Quantum researchers have long believed that strong spin interactions in qubits required covalent bonds, making large-scale applications challenging.
However, a new study proves that hydrogen bonds can effectively link spin centers, enabling easier assembly of molecular spin qubits. This discovery could transform quantum material development by leveraging supramolecular chemistry.
A Light-Driven Approach to Spin Qubits
Qubits are the fundamental units of information in quantum technology. A key challenge in developing practical quantum applications is determining what materials these qubits should be made of. Molecular spin qubits are particularly promising for molecular spintronics, especially in quantum sensing. In these systems, light can stimulate certain materials, creating a second spin center and triggering a light-induced quartet state.
Until now, scientists believed that strong interaction between two spin centers — necessary for forming this quartet state — was only possible if the centers were covalently bonded. However, synthesizing such covalently linked networks is complex and resource-intensive, limiting their practicality for real-world quantum technologies.
Breaking Boundaries with Non-Covalent Bonds
Now, researchers from the Institute of Physical Chemistry at the University of Freiburg and the Institut Charles Sadron at the University of Strasbourg have demonstrated for the first time that non-covalent bonds can also support efficient spin communication.
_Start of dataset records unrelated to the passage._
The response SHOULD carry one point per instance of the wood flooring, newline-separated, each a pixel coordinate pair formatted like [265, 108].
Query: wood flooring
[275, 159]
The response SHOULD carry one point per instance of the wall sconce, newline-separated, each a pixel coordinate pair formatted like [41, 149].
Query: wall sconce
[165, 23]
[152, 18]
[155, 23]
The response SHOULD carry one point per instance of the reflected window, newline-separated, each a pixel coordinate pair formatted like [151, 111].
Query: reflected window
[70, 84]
Using a model system consisting of a perylenediimide chromophore and a nitroxide radical, they showed that these components can self-assemble in solution via hydrogen bonds to form functional units.
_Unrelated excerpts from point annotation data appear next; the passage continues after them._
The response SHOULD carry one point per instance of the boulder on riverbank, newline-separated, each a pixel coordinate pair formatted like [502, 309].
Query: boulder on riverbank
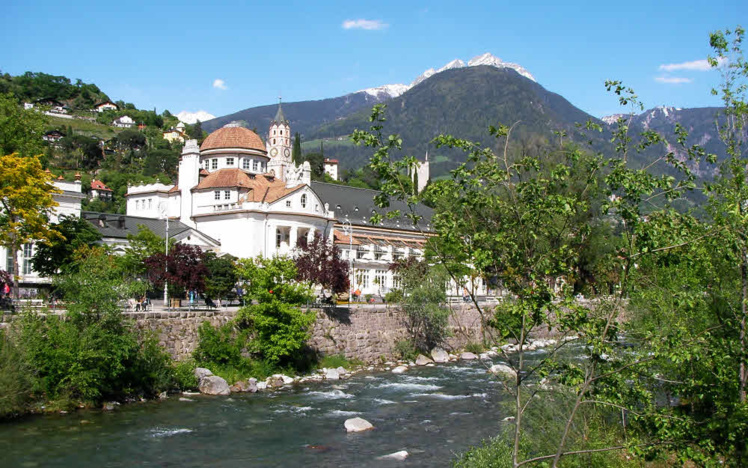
[358, 425]
[401, 455]
[502, 370]
[214, 385]
[422, 360]
[201, 373]
[439, 355]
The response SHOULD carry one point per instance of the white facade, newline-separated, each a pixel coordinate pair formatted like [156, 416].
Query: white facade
[69, 204]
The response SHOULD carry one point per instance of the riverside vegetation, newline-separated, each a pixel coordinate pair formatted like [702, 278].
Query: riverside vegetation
[667, 386]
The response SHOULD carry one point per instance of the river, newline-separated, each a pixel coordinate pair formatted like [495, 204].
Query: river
[434, 413]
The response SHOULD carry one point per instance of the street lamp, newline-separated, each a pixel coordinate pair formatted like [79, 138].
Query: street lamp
[348, 230]
[164, 212]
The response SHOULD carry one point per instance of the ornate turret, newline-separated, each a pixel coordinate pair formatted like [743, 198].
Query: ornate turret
[279, 144]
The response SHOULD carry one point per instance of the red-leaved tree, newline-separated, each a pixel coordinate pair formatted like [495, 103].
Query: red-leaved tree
[186, 269]
[319, 262]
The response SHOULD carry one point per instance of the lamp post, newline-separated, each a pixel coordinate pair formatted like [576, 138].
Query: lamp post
[163, 211]
[348, 230]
This breakthrough suggests that an ordered network of spin qubits can be created using supramolecular chemistry, offering a more scalable and flexible approach to designing quantum materials without the need for complex synthetic processes.
“The results illustrate the enormous potential of supramolecular chemistry for the development of novel materials in quantum research.”
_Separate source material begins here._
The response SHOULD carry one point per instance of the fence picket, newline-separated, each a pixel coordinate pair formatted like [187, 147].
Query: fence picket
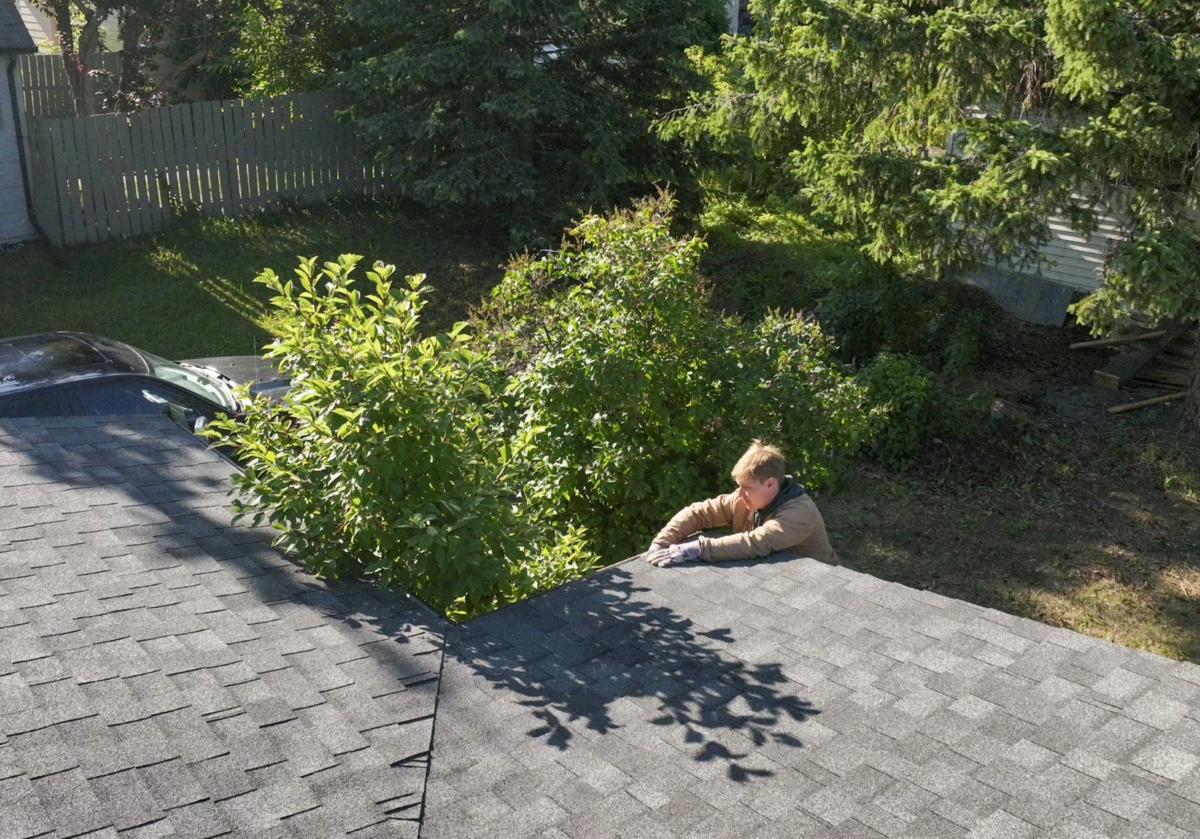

Dr. Sabine Richert, Institute of Physical Chemistry, University of Freiburg
A Game-Changer for Molecular Spintronics
“The results illustrate the enormous potential of supramolecular chemistry for the development of novel materials in quantum research,” says Dr. Sabine Richert, who conducts research at the Institute of Physical Chemistry at the University of Freiburg, where she heads an Emmy Noether junior research group. “It offers innovative ways to research, scale, and optimize these systems. The findings are therefore an important step towards developing new components for molecular spintronics.”
Reference: “Supramolecular dyads as photogenerated qubit candidates” by Ivan V. Khariushin, Philipp Thielert, Elisa Zöllner, Maximilian Mayländer, Theresia Quintes, Sabine Richert and Andreas Vargas Jentzsch, 27 January 2025, Nature Chemistry.
DOI: 10.1038/s41557-024-01716-5